The amounts of data stored in vmstorage becomes equal among old vmstorage nodes and new vmstorage nodes after historical data is removed from the old vmstorage nodes because it goes outside of configured retention.

The data ingestion load becomes even between old vmstorage nodes and new vmstorage nodes almost immediately after adding new vmstorage nodes to the cluster, since vminsert nodes evenly distribute incoming time series among the nodes specified in -storageNode command-line flag. The newly added vmstorage nodes may experience increased load during the first couple of minutes because they need to register active time series.

The query load becomes even between old vmstorage nodes and new vmstorage nodes after most of queries are executed over time ranges with data covered by new vmstorage nodes. Usually the most of queries are received from alerting and recording rules, which query data on limited time ranges such as a few hours or few days at max. This means that the query load between old vmstorage nodes and new vmstorage nodes should become even in a few hours / days after adding new vmstorage nodes.

Why VictoriaMetrics misses automatic recovery of replication factor?
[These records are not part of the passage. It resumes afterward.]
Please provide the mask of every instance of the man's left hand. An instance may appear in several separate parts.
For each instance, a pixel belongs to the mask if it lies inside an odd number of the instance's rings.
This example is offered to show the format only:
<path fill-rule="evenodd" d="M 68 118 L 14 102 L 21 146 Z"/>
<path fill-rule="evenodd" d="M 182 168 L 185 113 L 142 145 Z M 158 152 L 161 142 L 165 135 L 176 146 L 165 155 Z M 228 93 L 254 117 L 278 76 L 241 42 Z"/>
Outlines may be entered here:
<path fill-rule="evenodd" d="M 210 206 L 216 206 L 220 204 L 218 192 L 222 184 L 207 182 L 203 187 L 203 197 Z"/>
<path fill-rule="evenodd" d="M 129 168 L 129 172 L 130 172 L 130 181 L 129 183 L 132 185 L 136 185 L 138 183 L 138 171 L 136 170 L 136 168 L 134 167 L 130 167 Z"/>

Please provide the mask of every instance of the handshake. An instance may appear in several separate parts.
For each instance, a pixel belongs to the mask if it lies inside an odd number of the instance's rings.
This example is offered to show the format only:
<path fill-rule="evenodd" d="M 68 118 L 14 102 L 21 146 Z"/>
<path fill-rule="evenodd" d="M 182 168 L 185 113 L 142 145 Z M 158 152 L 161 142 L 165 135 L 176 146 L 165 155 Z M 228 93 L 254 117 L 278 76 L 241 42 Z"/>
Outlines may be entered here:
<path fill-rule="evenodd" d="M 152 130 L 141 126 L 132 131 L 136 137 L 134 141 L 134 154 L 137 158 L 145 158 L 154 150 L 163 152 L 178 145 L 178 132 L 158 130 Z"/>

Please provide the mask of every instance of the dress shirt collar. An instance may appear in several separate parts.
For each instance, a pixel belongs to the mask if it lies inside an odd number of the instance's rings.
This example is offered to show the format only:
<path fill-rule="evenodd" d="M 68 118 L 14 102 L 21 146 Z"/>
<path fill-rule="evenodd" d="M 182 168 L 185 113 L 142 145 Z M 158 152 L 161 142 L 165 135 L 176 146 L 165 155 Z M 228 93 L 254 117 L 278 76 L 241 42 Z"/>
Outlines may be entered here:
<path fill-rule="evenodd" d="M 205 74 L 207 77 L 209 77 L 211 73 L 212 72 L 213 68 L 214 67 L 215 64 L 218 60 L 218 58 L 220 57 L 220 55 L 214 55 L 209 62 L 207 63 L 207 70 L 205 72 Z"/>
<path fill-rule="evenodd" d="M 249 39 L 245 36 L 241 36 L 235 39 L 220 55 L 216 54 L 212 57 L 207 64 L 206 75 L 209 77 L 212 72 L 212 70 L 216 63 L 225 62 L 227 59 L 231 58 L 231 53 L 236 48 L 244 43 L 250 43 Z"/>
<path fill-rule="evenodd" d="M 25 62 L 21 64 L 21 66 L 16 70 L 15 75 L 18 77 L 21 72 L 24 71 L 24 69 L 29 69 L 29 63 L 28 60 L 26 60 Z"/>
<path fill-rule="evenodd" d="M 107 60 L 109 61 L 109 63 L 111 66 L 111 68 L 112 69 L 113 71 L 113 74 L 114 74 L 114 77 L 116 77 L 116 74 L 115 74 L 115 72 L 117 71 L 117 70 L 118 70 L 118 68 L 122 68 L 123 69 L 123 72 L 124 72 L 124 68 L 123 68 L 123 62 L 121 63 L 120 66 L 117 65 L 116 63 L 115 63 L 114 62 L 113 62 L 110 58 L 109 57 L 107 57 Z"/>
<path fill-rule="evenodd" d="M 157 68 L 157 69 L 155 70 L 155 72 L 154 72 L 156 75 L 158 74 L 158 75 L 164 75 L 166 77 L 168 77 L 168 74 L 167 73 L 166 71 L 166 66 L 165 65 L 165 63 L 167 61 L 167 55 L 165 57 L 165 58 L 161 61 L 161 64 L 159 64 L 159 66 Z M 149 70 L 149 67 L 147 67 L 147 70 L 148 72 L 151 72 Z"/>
VictoriaMetrics doesn't restore replication factor when some of vmstorage nodes are removed from the cluster because of the following reasons:

  • Automatic replication factor recovery needs copying non-trivial amounts of data between the remaining vmstorage nodes. This copying takes additional CPU, disk IO and network bandwidth at vmstorage nodes. This may negatively impact VictoriaMetrics cluster availability during extended periods of time.

  • It is unclear when the automatic replication factor recovery must be started. How to distinguish the expected temporary vmstorage node unavailability because of maintenance, upgrade or config changes from permanent loss of data at the vmstorage node?

It is recommended reading replication and data safety docs for more details.